もう何年も、右脚を意識しなかったなんてこと、なかったのに。それほどわたしは、我を忘れていた。
『あ、うん。大丈夫、心配しないで。ふたりとも、大したことはないらしいから。でも黙っているのもなんだから、一応報せておこうと思ったのよ』
「そう……」
一呼吸して、ようやく胸を撫で下ろす。
『だけどユメには、あまり気持ちのいい話題じゃなかったわね。ゴメン』
「それは――」
小夜美も一緒でしょ? と言いかけて……言えなくなる。
交通事故なんて、誰だってイヤなもの。まして自分や……肉親が遭遇していれば、なんて、今更改めて言わなくても、いいと思った。
偶然、だった。
乗り合わせたバスが、たまたま、彼と同じだった。
ただ……それだけ。
だけどそのバスは――不幸にも、大型トラックと衝突して。
“あたし……弟に……克也に謝らなくちゃいけないのよ……あの子は? ねぇ、どうなったの?”

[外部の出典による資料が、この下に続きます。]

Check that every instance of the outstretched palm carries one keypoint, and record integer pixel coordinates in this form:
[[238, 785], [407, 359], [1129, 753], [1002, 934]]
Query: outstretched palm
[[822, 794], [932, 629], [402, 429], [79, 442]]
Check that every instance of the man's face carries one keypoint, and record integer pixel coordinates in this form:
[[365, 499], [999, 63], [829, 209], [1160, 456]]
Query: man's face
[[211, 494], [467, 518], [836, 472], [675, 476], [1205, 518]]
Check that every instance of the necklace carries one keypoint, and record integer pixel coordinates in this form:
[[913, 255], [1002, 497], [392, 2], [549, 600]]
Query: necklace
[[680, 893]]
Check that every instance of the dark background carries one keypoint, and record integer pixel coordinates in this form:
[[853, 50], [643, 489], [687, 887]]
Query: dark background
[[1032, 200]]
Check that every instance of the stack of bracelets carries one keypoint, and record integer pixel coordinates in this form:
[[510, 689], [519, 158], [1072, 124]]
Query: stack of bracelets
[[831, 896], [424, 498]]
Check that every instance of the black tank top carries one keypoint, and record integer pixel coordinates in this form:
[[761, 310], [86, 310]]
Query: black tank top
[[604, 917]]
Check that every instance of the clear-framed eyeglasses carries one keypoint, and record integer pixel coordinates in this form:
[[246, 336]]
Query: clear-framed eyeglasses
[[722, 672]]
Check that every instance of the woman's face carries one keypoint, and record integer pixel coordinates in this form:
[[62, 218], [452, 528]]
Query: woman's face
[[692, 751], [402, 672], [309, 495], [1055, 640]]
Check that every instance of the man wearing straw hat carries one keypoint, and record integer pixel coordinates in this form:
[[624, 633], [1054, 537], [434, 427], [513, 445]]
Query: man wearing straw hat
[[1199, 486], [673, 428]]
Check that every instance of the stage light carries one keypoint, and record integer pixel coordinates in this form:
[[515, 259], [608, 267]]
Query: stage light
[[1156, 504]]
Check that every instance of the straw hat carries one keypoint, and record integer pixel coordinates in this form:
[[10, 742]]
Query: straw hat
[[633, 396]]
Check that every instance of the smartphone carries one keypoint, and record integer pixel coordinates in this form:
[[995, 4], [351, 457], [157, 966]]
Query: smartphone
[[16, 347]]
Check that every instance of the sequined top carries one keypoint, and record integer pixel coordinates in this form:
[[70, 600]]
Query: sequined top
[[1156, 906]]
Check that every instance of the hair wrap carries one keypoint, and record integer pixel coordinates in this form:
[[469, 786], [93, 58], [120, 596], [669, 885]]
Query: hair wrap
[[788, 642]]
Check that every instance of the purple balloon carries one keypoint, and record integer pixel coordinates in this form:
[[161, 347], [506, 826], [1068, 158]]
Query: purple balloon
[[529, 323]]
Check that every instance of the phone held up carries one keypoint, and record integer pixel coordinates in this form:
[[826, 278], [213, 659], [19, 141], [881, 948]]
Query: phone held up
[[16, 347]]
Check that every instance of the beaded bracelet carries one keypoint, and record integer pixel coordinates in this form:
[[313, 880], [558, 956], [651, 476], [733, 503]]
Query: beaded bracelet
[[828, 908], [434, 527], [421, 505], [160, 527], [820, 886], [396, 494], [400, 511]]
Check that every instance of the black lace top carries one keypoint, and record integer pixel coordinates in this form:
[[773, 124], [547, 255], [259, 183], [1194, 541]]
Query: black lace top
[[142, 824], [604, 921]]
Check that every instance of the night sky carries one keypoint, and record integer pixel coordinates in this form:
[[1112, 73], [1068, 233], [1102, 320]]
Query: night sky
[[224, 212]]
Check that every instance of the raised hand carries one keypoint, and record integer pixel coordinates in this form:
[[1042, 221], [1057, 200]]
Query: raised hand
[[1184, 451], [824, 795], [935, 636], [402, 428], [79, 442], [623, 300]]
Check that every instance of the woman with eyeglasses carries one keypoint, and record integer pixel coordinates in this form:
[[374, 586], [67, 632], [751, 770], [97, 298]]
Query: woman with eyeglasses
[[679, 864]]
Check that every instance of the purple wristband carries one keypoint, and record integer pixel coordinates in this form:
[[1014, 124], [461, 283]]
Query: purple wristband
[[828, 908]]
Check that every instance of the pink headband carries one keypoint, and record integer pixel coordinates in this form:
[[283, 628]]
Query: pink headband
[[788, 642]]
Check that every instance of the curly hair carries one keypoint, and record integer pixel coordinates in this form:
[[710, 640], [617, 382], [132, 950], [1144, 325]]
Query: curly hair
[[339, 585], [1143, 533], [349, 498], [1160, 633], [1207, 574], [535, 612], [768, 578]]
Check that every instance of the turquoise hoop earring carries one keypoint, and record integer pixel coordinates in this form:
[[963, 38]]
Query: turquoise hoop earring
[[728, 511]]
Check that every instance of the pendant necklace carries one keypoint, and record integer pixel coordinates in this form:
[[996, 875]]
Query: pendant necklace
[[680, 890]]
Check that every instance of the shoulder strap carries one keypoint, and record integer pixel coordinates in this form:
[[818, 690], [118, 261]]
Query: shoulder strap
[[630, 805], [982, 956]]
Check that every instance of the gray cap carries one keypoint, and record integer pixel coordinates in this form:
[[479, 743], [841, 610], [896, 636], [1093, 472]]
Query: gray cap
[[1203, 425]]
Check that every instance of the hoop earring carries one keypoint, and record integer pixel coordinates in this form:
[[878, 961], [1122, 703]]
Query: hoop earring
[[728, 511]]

鮮明に記憶へ焼きついているあの時の彼女の顔が、声が、わたしに唇を噛ませた。
『ん? どしたの、ユメ』
「……ううん……なんでもない……」
きゅっと結んだ唇に、一瞬鋭い痛みがはしって。
無理をした右脚にも、まだ鈍い痛みが、まとわりついているみたいで。
そして何よりも、あなたのその優しさが――わたしには、痛いの。